I cannot use a threshold that is dependent on actual parameter mean & distribution. e.g. I cannot specify practical difference, as this requires in depth examination of all 2000 parameters, not feasible. Not sure if I mentioned, but 2000 is just the tip of the iceberg, more coming. However, a single dataset contains roughly 2000 parameters.
I can use p_value to filter parameters in or out depending on which ones cause a failure in our internal code. I think from that stand point, t-test may be a better option. However, I do not know how to insert the t-test and extract a p_value .... so I can add it as an additional filter.
I feel like I have two options ...
1) Either I will use the code below as is w/ no further 2-sample means comparison. It would delete all such cases if even means are different. I need to then record the column names of those that were deleted (need help w/ that) , so that at the end of the overall study, I can turn my attention to them and analyze them in jmp to detect means difference if any. This would be a much smaller set of parameter analysis, percentage-wise, I expect zero variance cases to be a very minimal portion of the dataset.

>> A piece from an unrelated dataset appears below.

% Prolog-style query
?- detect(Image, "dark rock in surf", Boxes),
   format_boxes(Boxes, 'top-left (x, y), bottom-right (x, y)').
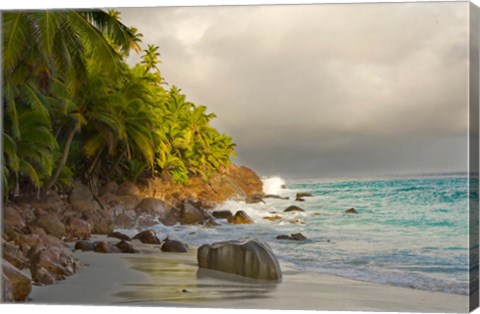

2) Or my second option is to add a t-test or any other test which offers a normalized threshold to fine tune the population of significant differences. Eg. I can use p_value to confirm or reject significance.
What do you think ?
Names Default To Here( 1 );
dt = current datatable();
dtcol1 = column(dt, 1);
dt1 = dt << subset(rows(dt<<get rows Where(ascolumn(dtcol1) == dtcol1[1])), invisible, selected columns(0));
dt2 = dt << subset(rows(dt<<get rows Where(ascolumn(dtcol1) != dtcol1[1])), invisible, selected columns(0));
// Get all continuous data columns
colList = dt << get column names( numeric, continuous );
// Loop across all columns and find those with no variance
For( i = N Items( collist ), i >= 1, i--,
If( (Col Std Dev( Column( dt1, colList[i] ) ) ) >= 0.01 & Col Std Dev( Column( dt2, colList[i] ) ) >= 0.01,
colList = Remove( colList, i, 1 )
// Delete the columns with no variance
dt<<delete columns(colList);
close(dt1, nosave);
close(dt2, nosave);
note: the thresholds on stdevs are not settled down. 0.01 is just one example. Will fine tune that.